ИЗ ИНФОРМАЦИОННОЙ СВОДКИ ПО ГУБМИЛИЦИИ ОТ 21.07.1923 ГОДА
Путем негласной агентуры установлено, что в июне 1923 года в Доме колхозника, что на Советском проспекте, поселился гражданин Котов, сообщивший, что он является секретным агентом утро. Данный Котов время от времени проводит допросы постояльцев. За Котовым было установлено наблюдение, проведены оперативно-разыскные мероприятия. В результате были выявлены следующие факты – гр-н Котов разъезжает по губернии, посещает дальние сельсоветы, где проводит партийные собрания первичных ячеек, знакомится с партийно-комсомольским активом и любезно соглашается отвезти в губернский центр деньги, собранные молодежью на строительство аэроплана. При этом он представляется членом губисполкома. Ночует Котов у незамужних активисток.

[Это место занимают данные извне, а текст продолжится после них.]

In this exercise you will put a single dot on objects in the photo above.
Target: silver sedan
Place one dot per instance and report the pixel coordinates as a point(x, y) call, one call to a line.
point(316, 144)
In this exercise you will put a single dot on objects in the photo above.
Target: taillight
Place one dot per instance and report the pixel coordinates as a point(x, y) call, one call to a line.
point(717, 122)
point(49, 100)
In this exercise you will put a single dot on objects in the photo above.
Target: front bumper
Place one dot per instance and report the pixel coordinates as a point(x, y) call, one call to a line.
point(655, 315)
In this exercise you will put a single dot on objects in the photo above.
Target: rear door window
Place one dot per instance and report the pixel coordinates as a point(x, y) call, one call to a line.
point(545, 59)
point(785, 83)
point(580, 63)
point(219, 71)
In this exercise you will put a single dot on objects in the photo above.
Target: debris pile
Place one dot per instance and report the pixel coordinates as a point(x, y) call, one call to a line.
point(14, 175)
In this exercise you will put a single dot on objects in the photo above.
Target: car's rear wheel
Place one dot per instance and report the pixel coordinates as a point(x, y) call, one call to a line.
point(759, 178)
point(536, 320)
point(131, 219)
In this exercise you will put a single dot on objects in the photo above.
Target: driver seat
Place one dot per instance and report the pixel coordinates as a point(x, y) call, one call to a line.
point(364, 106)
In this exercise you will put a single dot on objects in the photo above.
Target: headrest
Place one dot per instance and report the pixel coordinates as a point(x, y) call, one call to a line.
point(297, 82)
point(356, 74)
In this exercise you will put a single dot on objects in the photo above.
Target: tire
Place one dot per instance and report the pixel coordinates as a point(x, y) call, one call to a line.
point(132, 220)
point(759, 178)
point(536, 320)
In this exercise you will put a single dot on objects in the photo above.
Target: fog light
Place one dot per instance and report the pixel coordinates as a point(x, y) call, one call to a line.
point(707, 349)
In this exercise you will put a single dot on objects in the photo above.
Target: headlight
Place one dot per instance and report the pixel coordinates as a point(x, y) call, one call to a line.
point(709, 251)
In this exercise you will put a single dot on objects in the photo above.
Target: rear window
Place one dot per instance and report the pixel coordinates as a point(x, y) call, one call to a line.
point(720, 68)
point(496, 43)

Кроме того, установлено, что в Череповце и Кириллове Котов свел знакомство с безработными, обещая устроить их на работу за деньги. При задержании Котов оказал сопротивление, угрожал сотрудникам уголовного розыска. Во время допроса гр-н настаивал, что он является именно Котовым. После проведения дактилоскопической экспертизы установлено, что данный гражданин является гр-м Хотовым Петром Михайловичем, 35 лет, уроженцем д. Ручьевская Кирилловского района, крестьянином, при царской власти судимый за кражи, при Советской власти отбывавший срок за дезертирство. Установлено также, что данный гражданин является злоумышленником, который год назад промышлял в Тверской и Череповецкой губерниях, выдавая себя за ответственного совработника и изымал у нэпманов якобы фальшивые денежные знаки.